Domenica 7 maggio, il secondo turno delle elezioni presidenziali francesi
Il partitone anti-populista (che non va,
o almeno non per sempre)
Il
prossimo Presidente della Repubblica francese potrebbe essere Emmanuel Macron, perché
votato anche da
coloro che non si riconoscono nella versione di sinistra del suo
liberalismo. Un surplus determinante di voti di destra, voti
moderati, democratici e liberali, voti espressi
da chi ama la patria ma teme lo spaventoso ritorno della retorica nazionalista e protezionista: la stessa scabrosa retorica alle origini della guerra civile
europea, oggi rispolverata dai movimenti populisti. I popoli hanno la memoria corta. Purtroppo.
Chi
scrive, pur non essendo di sinistra, se fosse francese, domani andrebbe a votare Macron, obtorto collo, pur di evitare la vittoria dei rigurgiti maleodoranti del
nazismo e del fascismo ora confluiti sotto le bandiere del populismo
sovranista.
Non
condividiamo però la tesi di chi
teorizza - pensiamo al "Foglio" - la
scelta non tanto del turarsi il naso
quanto del fare di necessità virtù, puntando sul discrimine, nuovo di zecca, tra populisti e non populisti. Insomma, non accettiamo l’assunto dell'inevitabilità del “partitone”
antipopulista.
Essere
contrari a questa tesi, ripetiamo, non significa rifiutare il voto Macron. Il punto vero è il rifiuto della logica "unionista". Insomma, non siamo d'accordo sulla trasformazione di una necessità (la convergenza
elettorale, occasionale) nella virtù (di un partito unico destra-sinistra, stabile). Dal momento che ogni
concessione alla retorica del superamento destra-sinistra, anche se a fin di
bene, rischia di tramutarsi in un regalo alla formula preferita, a far tempo dalla
Rivoluzione Francese, da tutti nemici della democrazia rappresentativa e delle istituzioni liberali.
Niente
di nuovo sotto il sole, insomma: il populismo, nasce dalla logica romantica dei plebisciti, che, una
volta disincarnata dalle istituzioni dello stato di diritto liberale, conduce al plebiscitarismo prima
demagogico, poi dittatoriale.

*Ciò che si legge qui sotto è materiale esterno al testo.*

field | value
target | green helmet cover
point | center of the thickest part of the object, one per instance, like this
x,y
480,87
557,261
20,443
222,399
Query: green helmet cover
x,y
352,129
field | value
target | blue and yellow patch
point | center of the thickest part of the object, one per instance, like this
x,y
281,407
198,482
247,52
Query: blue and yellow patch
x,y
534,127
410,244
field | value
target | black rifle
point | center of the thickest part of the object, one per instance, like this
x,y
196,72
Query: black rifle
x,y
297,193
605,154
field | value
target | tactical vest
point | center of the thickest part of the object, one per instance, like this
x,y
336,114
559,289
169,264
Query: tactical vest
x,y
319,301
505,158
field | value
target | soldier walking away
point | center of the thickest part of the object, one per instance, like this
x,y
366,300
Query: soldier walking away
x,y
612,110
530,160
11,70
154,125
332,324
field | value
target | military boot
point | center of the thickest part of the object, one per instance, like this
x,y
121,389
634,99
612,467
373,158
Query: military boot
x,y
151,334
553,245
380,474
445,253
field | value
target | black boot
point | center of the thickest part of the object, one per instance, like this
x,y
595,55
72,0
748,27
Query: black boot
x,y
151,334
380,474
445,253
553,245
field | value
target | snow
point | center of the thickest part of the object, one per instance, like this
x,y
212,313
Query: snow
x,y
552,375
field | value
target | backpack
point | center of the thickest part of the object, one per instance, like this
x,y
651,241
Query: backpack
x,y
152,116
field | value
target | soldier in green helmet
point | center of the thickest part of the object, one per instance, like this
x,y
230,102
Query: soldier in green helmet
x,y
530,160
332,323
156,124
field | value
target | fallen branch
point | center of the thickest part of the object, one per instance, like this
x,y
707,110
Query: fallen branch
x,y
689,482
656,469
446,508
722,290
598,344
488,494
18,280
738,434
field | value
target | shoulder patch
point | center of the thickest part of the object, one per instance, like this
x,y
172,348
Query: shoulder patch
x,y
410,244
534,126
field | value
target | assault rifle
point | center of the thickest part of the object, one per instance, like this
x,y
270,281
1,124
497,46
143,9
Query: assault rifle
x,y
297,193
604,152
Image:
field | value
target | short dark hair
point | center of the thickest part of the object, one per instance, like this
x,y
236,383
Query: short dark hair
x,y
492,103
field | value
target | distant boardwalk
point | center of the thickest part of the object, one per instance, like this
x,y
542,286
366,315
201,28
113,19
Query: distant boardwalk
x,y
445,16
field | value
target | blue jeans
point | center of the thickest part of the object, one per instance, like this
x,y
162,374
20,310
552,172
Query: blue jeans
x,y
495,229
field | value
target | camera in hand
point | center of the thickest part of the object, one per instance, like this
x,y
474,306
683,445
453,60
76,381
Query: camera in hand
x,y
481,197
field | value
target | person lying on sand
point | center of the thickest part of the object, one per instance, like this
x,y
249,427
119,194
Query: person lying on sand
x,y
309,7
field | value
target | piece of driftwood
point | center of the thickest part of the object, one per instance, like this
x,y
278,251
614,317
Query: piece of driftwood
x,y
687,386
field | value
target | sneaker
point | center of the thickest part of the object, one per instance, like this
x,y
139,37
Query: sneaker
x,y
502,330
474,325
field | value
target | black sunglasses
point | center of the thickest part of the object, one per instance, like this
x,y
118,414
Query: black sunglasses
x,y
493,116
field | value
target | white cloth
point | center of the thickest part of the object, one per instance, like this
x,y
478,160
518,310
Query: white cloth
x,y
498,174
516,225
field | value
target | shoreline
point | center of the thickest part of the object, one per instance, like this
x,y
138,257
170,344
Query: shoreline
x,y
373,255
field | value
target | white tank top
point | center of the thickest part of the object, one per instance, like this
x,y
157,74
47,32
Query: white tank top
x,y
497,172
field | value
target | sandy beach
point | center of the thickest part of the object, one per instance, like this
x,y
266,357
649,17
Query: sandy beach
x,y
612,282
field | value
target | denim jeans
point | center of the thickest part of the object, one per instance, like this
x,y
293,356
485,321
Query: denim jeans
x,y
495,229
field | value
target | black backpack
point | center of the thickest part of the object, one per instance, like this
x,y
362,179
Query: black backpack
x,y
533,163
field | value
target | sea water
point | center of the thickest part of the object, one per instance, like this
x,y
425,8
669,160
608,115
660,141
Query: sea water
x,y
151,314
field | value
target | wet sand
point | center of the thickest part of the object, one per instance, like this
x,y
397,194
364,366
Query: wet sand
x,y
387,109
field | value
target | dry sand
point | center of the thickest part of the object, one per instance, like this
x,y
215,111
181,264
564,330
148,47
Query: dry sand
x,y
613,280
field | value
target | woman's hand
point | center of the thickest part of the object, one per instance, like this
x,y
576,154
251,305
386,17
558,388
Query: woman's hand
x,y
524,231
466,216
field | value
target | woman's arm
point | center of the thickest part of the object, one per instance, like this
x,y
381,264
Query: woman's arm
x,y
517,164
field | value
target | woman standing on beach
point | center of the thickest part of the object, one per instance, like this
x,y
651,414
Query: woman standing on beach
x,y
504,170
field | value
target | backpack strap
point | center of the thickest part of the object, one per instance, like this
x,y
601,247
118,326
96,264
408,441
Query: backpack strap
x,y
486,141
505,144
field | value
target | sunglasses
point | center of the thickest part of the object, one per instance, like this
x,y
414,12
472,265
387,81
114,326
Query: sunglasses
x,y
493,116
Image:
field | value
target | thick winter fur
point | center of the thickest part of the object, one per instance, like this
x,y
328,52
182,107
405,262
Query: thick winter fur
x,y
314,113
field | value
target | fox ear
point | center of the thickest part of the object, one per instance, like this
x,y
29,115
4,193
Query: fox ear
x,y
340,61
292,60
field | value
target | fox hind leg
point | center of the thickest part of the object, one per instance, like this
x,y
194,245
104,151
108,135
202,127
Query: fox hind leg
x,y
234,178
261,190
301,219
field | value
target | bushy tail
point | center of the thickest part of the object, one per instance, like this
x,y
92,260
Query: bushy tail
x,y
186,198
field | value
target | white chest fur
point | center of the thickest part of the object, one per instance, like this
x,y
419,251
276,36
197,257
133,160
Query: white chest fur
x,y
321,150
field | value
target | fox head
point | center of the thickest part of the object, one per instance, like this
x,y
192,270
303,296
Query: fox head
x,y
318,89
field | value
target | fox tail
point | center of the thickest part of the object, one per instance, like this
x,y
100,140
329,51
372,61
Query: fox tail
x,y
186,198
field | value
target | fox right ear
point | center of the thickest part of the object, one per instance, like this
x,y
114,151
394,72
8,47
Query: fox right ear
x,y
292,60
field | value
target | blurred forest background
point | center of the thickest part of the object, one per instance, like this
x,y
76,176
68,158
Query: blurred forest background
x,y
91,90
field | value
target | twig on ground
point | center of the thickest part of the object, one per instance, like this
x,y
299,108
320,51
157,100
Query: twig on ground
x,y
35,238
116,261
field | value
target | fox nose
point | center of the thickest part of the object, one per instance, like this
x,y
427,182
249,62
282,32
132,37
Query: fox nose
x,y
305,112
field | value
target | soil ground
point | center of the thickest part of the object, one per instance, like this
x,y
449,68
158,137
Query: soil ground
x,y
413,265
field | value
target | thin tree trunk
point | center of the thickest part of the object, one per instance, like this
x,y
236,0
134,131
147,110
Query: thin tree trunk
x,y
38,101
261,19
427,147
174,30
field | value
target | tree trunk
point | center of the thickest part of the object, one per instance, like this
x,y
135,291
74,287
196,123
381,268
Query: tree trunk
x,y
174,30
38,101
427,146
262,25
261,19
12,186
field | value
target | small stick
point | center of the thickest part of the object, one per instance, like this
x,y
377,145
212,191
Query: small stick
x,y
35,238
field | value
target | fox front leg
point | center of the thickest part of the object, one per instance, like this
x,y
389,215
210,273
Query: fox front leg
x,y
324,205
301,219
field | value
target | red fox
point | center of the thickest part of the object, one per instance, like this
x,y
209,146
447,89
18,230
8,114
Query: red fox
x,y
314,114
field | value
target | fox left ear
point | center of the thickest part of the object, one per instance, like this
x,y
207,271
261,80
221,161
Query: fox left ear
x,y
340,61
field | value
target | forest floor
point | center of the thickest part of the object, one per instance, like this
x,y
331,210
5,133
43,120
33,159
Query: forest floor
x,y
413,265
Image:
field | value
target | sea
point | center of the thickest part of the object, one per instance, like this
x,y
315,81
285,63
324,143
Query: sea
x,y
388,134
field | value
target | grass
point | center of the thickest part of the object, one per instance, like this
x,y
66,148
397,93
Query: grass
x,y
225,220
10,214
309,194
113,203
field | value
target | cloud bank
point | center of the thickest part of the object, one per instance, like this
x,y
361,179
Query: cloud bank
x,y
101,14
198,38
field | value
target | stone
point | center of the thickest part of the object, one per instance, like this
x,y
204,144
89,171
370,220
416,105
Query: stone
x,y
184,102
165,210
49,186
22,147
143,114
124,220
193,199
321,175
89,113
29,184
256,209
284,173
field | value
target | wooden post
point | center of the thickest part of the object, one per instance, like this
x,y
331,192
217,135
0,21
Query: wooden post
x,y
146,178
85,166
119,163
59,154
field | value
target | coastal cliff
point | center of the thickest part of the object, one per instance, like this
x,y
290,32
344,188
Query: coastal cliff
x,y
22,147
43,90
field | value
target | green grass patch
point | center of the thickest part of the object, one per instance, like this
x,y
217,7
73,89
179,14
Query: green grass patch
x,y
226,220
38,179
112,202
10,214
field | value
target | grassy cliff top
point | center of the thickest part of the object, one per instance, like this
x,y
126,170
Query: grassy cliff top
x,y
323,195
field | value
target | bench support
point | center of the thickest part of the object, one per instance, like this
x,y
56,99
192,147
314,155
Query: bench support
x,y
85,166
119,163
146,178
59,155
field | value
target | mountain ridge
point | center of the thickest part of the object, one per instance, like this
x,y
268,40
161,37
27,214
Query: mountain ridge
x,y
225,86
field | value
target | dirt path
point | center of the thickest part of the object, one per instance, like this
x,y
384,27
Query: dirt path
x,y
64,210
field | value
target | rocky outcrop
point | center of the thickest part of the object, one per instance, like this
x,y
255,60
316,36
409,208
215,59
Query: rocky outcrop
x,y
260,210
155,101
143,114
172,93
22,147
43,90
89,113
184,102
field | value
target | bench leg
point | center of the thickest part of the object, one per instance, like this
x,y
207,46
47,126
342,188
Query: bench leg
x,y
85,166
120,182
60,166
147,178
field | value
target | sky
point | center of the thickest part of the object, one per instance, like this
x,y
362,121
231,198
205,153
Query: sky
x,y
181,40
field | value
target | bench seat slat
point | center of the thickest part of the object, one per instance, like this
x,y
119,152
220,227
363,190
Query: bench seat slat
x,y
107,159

Marine Le Pen in Francia, Grillo e Salvini in Italia e gli altri "caporioni" populisti sparsi in Europa, politicamente parlando, sono gli epigoni di coloro che da più di due secoli ci
ripetono che i parlamentari di destra e
sinistra si assomigliano tutti, che sono corrotti dai potentati economici, che i
parlamenti fanno perdere tempo, che il
popolo non ha bisogno di rappresentanti, che può autogovernarsi e che
eventualmente ha solo necessità di esecutori onesti. Sappiamo poi come è
finita con fior di populisti come Mussolini e Hitler
È
una retorica, ripetiamo, molto pericolosa, che non è di destra né di sinistra, ma contro la
destra e la sinistra insieme, quali espressioni
parlamentari (quindi anche organizzative) della democrazia liberale. Pertanto,
se è vero che un attacco
concentrico impone una difesa concentrica capace di giustificare, come in Francia, la convergenza elettorale
destra-sinistra contro le forze nemiche dello stato di diritto e della democrazia
rappresentativa, è altrettanto vero che la stabilizzazione, non solo elettorale
ma politica, di un partito unico di destra e sinistra, potrebbe fare il gioco dell’avversario populista, favorendo la fin troppo facile retorica delle élites traditrici schierate contro il popolo.
Pertanto,
domenica in Francia tutti a votare Macron. Però con l’impegno di tornare, già dalle prossime legislative di giugno (anche perché il maggioritario
a doppio turno francese consente l'azzeramento parlamentare delle forze eversive), alle tradizionali divisioni parlamentari tra destra e
sinistra democratiche.
Assai diverso, infine, il
discorso per l' Italia, dove invece le forze moderate e progressiste, corrono fin troppo in proprio, senza però disdegnare riaggregazioni temporanee, quindi prive di prospettive: si attende qualcosa, senza capire bene di cosa si tratti. Non c'è neppure l'idea di un Godot. Sicché ci si balocca con il proporzionale, le cortine fumogene delle liste bloccate e dei premi di maggioranza, rischiando di favorire comunque i populisti. Tutto sembra essere in scala più piccola. Invece di Macron c'è Renzi, e così via... Salvo forse i populisti italiani, che sembrano essere più pericolosi dei cugini francesi. Ma questa è un’altra storia.